6. Map Data Flows and Information Sharing
Know what information you will be sharing with the third party service provider. Does it contain personally identifiable information (PII) about your clients? Does it contain sensitive intellectual property belonging to your firm? If a breach does occur, you will want to know the general nature of the information which was compromised in order to properly assess response strategies.

7. Do Your Due Diligence 
Your clients entrust you with their information, and they expect you to safeguard it from misappropriation and misuse. It is therefore critical that you perform adequate due diligence on any third party service provider you are considering granting access to this information. Ask sufficient questions in order to obtain assurances that the service provider will safeguard the data, such as the following:

  • Does the vendor encrypt your data in transit and at rest?
  • What is the vendor’s privacy policy?
  • Does the vendor have an adequate business continuity plan?
  • What information security controls does the vendor have in place? Review the vendor’s SSAE-16 or other similar internal controls report, if available to you.
     

8. Review Service Level Agreements
It is imperative that you review Service Level Agreements (SLAs) carefully and ensure that you understand what the vendor is promising in terms of uptime, availability, and responsiveness. The contract negotiation stage is the best time to document in writing whether and how promptly the vendor will notify you in the event of a breach or incident impacting its systems, and which parties are liable for breaches and related expenses when the data is stored on the vendor’s systems.

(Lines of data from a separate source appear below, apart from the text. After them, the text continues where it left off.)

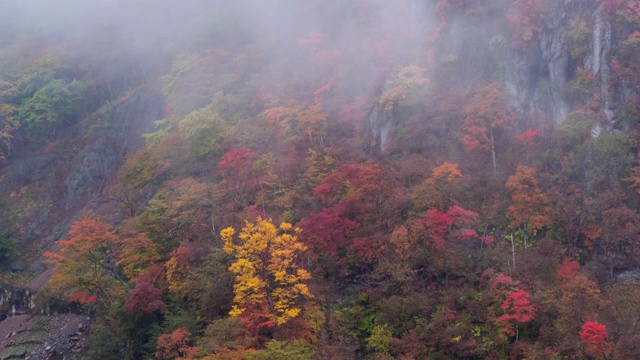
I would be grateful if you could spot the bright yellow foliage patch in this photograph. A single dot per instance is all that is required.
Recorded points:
(266, 269)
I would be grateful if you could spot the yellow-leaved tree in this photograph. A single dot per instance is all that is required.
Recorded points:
(268, 277)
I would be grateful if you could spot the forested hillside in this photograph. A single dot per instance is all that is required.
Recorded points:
(326, 179)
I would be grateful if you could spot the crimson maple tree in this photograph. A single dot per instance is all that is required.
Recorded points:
(594, 336)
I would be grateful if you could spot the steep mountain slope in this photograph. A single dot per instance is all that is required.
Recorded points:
(327, 179)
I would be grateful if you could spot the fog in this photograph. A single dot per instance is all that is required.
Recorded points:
(157, 30)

9. Monitor Third Party Providers
Ongoing monitoring and due diligence is essential to obtain assurances that your vendors are adhering to their SLAs, and that any changes in the vendor’s business, operations, hiring practices, or financial condition do not adversely impact your firm’s ability to serve your clients. Periodically assess whether your vendors have experienced any data breaches or cybersecurity incidents.

10. Consider Transferring Risk
After your firm’s risks have been addressed through costeffective controls, what remains is called residual risk. If the residual risk is more than your firm is willing to accept as within its risk appetite, transferring some risk to another party through one or more insurance policies may be appropriate. You may have coverage for certain types of risks under Directors and Officers (D&O) policies, Errors and Omissions (E&O) policies, and general liability policies.

However, some specific risks such as cybersecurity breaches at your firm or at your third party vendors may fall outside the scope of coverage provided by these policies, and you may wish to consider a Cyber Liability Policy to offer protection to your firm.